On Tue, 10 Oct 2023 at 15:22, Johannes Berg <[email protected]> wrote:
>
> On Mon, 2023-10-09 at 16:56 +0100, James Dutton wrote:
> >
> > Looking at this, it can be one of two things:
> > 1) local->hw.wiphy->bands[band]; is NULL
>
> Yes, I think that's it.
>
> > 2) bands is an array of 6 items, making band valid for values 0-5.
> > If band >= 6, it would cause problems.
>
> Highly unlikely.
>
[snip]
>
> _Maybe_ change it to WARN_ON_ONCE(!sband || !sband->bitrates) there, but
> really I think we should prevent this in the first place.
>
>
> Is this, by any chance, a device without 2.4 GHz?
>

Hi,
I have the same device that is reported to be crashing. My device does
not actually crash, so I personally have not seen the problem.

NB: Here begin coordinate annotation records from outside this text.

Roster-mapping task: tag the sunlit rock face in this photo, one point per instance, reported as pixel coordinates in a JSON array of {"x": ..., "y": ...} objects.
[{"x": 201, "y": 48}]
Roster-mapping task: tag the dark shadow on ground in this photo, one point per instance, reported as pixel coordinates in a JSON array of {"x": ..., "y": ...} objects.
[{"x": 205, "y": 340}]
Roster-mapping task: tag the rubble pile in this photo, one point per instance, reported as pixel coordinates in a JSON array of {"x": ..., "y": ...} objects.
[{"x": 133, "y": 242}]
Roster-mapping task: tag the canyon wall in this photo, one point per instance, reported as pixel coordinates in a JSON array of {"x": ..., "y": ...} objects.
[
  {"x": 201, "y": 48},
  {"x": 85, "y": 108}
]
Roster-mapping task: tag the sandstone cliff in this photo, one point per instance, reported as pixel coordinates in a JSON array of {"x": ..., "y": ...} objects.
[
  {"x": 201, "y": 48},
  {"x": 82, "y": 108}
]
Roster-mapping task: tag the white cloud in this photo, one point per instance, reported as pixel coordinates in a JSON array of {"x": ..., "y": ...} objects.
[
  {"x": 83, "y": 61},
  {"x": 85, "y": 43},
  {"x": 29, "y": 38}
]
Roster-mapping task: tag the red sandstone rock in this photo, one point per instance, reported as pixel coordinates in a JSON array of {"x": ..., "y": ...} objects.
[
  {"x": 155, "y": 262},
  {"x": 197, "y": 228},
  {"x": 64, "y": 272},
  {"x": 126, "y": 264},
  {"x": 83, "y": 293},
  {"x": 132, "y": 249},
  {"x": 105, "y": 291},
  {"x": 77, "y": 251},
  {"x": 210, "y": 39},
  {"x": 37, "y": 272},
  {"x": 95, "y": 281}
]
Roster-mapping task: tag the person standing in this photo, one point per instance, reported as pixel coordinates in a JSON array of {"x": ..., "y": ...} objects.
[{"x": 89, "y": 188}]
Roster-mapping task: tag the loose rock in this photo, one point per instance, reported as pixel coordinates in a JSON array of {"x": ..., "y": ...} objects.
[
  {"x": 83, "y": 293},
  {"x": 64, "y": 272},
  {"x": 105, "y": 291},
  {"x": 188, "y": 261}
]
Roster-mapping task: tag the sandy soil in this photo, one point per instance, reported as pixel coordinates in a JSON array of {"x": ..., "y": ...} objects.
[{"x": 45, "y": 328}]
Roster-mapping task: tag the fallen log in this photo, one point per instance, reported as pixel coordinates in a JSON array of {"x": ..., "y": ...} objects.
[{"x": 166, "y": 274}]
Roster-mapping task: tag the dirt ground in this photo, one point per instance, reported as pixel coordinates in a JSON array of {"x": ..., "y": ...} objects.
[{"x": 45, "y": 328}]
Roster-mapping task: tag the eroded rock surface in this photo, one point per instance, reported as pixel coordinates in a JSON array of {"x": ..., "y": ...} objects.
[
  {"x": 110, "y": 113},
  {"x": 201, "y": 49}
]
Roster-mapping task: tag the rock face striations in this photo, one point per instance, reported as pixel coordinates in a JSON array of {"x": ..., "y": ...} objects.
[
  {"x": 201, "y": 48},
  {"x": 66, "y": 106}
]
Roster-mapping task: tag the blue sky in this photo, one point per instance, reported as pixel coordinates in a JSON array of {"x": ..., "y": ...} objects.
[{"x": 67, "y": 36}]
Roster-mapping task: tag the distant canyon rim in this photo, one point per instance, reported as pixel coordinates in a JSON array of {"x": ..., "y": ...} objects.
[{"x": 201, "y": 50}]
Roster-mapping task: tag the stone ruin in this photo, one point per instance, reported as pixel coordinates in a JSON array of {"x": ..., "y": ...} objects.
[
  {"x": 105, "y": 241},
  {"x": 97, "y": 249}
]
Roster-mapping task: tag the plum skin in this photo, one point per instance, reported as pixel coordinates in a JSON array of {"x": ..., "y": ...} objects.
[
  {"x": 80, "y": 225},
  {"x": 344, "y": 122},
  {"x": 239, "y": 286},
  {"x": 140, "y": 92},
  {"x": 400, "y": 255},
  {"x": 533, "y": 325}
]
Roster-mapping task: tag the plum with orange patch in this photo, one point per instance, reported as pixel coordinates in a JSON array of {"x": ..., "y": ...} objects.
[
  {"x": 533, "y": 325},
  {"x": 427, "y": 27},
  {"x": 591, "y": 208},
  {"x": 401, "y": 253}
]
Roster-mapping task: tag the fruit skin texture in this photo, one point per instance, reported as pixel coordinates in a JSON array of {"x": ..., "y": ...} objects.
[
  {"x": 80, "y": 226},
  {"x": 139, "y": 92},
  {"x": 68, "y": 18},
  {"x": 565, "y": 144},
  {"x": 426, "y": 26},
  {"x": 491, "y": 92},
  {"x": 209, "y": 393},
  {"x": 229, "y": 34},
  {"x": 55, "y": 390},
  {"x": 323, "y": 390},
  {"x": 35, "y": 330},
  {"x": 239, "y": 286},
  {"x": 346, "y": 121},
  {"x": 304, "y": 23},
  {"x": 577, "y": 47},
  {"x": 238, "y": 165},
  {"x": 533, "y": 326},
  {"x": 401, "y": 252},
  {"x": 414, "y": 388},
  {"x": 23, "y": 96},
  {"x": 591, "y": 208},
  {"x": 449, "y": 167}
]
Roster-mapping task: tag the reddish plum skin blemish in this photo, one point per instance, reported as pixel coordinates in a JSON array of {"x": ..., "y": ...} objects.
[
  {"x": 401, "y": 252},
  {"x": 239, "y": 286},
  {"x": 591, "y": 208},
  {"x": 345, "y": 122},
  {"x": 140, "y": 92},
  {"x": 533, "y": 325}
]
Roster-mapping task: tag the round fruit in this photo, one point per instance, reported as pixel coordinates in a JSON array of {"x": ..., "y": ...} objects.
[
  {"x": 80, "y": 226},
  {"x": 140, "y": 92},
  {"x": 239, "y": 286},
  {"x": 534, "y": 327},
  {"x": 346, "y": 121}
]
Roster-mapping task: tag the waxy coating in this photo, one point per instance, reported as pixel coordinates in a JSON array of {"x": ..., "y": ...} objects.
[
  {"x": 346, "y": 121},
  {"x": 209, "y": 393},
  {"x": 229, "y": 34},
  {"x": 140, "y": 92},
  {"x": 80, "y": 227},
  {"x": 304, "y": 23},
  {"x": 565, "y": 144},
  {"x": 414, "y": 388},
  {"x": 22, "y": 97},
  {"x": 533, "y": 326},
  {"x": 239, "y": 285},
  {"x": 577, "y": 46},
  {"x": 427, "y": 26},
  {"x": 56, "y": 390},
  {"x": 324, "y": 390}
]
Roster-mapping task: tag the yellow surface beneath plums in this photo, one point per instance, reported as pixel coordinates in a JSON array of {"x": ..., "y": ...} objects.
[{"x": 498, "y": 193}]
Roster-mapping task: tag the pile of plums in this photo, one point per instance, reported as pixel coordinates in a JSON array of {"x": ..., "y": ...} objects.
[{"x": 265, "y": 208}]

My device is what I would call unstable (not crashing, just not
forwarding packets) though. My work around is to switch on/off
airplane mode on the client, and it continues forwarding packets
again. Some of the wifi device drivers have some not very portable use
of bit fields that looks suspicious to me, but again no proof yet of
what causes my stability problems. It is why a lot of access to bit
fields in the kernel correctly uses portable accessors like
STA_STATS_GET() and friends.

I have seen this though:
https://github.com/openwrt/openwrt/issues/13198
Which has reports of a few other people seeing the crash.
The device has both 2.4 and 5G wifi.
From what I can see, the band information originates from what the
wifi card received over the RF.
So, theoretically, it might be caused by a bogus wifi packet being received.
I agree that it is unlikely for "band" to get to 6 or above, but until
one of the users who are seeing the problem runs a kernel with the
extra printk or WARN statements in it, I don't think we are going to
know the cause for certain.
I think it prudent to put the if statements in to catch both edge cases.